<英国自動車サイトNEW CARNET.co.ukでのアコードi-CDTiの評価記事>
http://www.newcarnet.co.uk/mag_latest_rtest.html?id=447&highlightws=Honda%20Accord


新しい隣人との会食に先立って、そのダンナさんは、奥さんがブランブレッドが好物だということをそれとなく言った。私は当然ブランブレッドを求めて出かけることになった。
あなたは健康食品店に行ったことがありますか? パチョウリの香りとモーツアルトで洗練された雰囲気のなか、物静かに話す亜麻色の女の子が付き添ってくれる。彼女らはブランブレッドを売っていた。彼女らは古いブランブレッドを売っていたのではなく、まさに本物を売っていたはずだ。
ところが、海老の前菜と一緒にそれを出した時に、そのダンナさんが以下のようなことを言った時、私がどれほどたまげたか想像して欲しい。「これは、家内の口に合わなかもしれません。普通のブランブレッドはありませんか?」 私は、別物を買ってきてしまったようだった!
五感がだまされるのは、これに限った話ではない。先日、私が、新型ホンダアコードi-CTDiで別の隣人を駅まで送っていった時もそうだった。彼は、この車がガソリン車と確信していたが、ディーゼル車だと聞いて、「そんなはずがない。何もエンジン音が聞こえないじゃないか!」と。
 ...いやはや、少しは聞こえるよ。でもエンジン音も振動も本当にごくわずかなのだ。

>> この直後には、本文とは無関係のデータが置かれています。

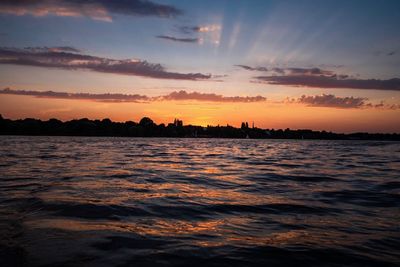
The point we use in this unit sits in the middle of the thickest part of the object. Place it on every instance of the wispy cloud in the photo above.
(109, 97)
(331, 82)
(175, 39)
(203, 28)
(207, 33)
(252, 68)
(332, 101)
(320, 78)
(74, 61)
(183, 95)
(95, 9)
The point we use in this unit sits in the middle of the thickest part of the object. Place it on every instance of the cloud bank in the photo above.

アイドリング時でさえ、ディーゼルエンジンに特徴的な爆発音は、このホンダユニットの場合はほとんど聞こえない。このことは、今迄最も洗練されていると評されていたプジョーとフィアットのエンジンですら、もはや“うるさい”部類に追いやってしまうものだ。これほどの静かさは、単に防音吸収材にエンジンが覆われているからではない。このエンジンの精緻なエンジニアリングによるものなのだ。広く知られているとおり、ホンダはエンジンデザインと製作で名を成した会社なのである。

騒音と振動と引き換えにパワーとトルクを獲得していた古いディーゼルエンジンに対し、ホンダの回答は、騒音と振動に妥協すること無く、パワーとトルクを手に入れたエンジンだった。ホンダは、このために行ったことは、以下のとおりである。
2つのステージの燃料噴射装置、いわゆる2次バランサーシャフト、高度な防音エンジンカバー、オフセットシリンダー、振り子エンジンマウントシステム、最適化された燃焼室における圧縮比の低レベル化

すばらしいエンジニアリングは、ボディーにも及んでいる。特にAピラー、いうに及ばずボンネット下。加えて、アコードi-CDTiのフロントサイドのガラスは若干厚めになっている。これは、エンジン音だけでなく、ロードノイズの低減効果も生んでいる。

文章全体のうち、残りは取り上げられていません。